Tesseract OCR, FOSS from the 90's
This Open Source project has been around since the 90's. And is still being improved.
https://github.com/tesseract-ocr/tesseract
It's a libary used to extract text from images and PDFs. And is the backbone of many OCR apps.
Take Kyocera Print Center's OCR option as an example.... yup that's Tesseract:
Paperless-ngx, how I use Tesseract
The Paperless project: https://docs.paperless-ngx.com/ uses Tesseract to process paper into readable and searchable text.
It does a really good job on everything except handwriting.

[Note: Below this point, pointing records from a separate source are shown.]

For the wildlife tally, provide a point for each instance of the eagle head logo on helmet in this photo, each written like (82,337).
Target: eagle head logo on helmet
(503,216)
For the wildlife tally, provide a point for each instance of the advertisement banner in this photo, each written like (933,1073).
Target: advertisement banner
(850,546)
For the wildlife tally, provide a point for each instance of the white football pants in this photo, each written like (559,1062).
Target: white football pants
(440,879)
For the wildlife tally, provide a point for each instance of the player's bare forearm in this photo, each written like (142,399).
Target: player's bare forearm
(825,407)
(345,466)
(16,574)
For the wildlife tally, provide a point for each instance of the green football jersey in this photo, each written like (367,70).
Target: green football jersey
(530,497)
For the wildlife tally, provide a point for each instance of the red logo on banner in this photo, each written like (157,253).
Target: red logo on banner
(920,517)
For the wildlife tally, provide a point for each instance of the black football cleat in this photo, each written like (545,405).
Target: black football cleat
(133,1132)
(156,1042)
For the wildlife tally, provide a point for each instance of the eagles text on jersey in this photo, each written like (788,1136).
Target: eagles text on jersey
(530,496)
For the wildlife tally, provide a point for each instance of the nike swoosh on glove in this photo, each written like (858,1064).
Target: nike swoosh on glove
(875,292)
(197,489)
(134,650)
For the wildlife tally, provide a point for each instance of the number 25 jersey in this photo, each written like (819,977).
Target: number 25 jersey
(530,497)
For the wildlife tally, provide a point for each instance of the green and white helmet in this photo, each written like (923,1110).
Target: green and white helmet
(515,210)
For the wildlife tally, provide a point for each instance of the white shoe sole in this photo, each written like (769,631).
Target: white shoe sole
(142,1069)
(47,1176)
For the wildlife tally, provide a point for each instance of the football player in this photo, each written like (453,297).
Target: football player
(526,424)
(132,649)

Aside from just "extraction" of text. Paperless puts the text on the PDF, so you can just search/copy/paste:
Let's compare to Google & Microsoft
SharePoint does auto OCR on images but not on PDFS. And it is not visible in a ready made way. So I've converted my plain PDF to png (an image) and uploaded it to SharePoint. And to be able to view the "MetaData" I've used PowerApps to make the "Extracted Text" visible:
BLAH!
Google did better, but there's no way to make a searchable PDF:
AI will beat them all.... but it's not FOSS
I decided to try Gemini's "extract text feature".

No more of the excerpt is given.